Расположив листки горизонтально, на одном из них, вверху, я вывела:
Преступник.
Задумалась, покусала ручку и продолжила:
Методы:
Он перерезал горло всем своим жертвам.
Поступок глубоко личный. Пустил им кровь, а кровь для него очень важна и символично.
Он распотрошил тела взрослых после смерти.
А может, и до…
Поведение:
Он изуродовал только тела взрослых, а детей оставил в покое. Почему?
С женщинами он обошелся не так свирепо, как с мужчинами, и даже закрыл им глаза.

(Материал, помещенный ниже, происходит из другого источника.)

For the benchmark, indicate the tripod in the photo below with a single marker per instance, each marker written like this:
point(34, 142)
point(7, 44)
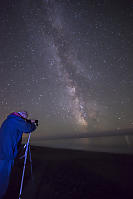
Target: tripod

Он хотел, чтобы именно мужчины видели все. Почему?
Может, он гей?
Я задумалась: «Не преждевременно ли? У нас слишком мало сведений, чтобы делать подобные утверждения. И все-таки факт, что убийца более спокоен с женщинами, говорит сам за себя».
В ритуальном серийном убийстве почти всегда присутствует сексуальный подтекст, и пол жертвы в большинстве случаев соответствует сексуальной ориентации убийцы. Даммерс был гей, вот и убивал представителей своего пола. А мужчина с нормальной ориентацией убивает женщин. И так далее.
«Убивают тех, кто бесит или обманывает ожидания, — заметил однажды мой преподаватель. — А кто лучше предмета желания может возбудить ярость и горько разочаровать? Или, — продолжал он, — скажу грубее: кого убийца представляет себе, когда мастурбирует, — мужчину или женщину? Ответом станет пол его жертвы».
Я продолжала писать дальше.
Убийца нападал средь бела дня.
Зачем он так рисковал?
Он оставил Сару в живых. Вышел на связь с полицией. Все спланировал наперед.
Он что-то хочет сказать.
Послание, оставленное в комнате Сары: «Это пристанище боли». Послание, оставленное в квартире Варгаса: «Здесь свершилось правосудие».
(Почему «боль» для Сары, а «правосудие» для Варгаса? Это очень важно.)
Производит впечатление дезорганизованного.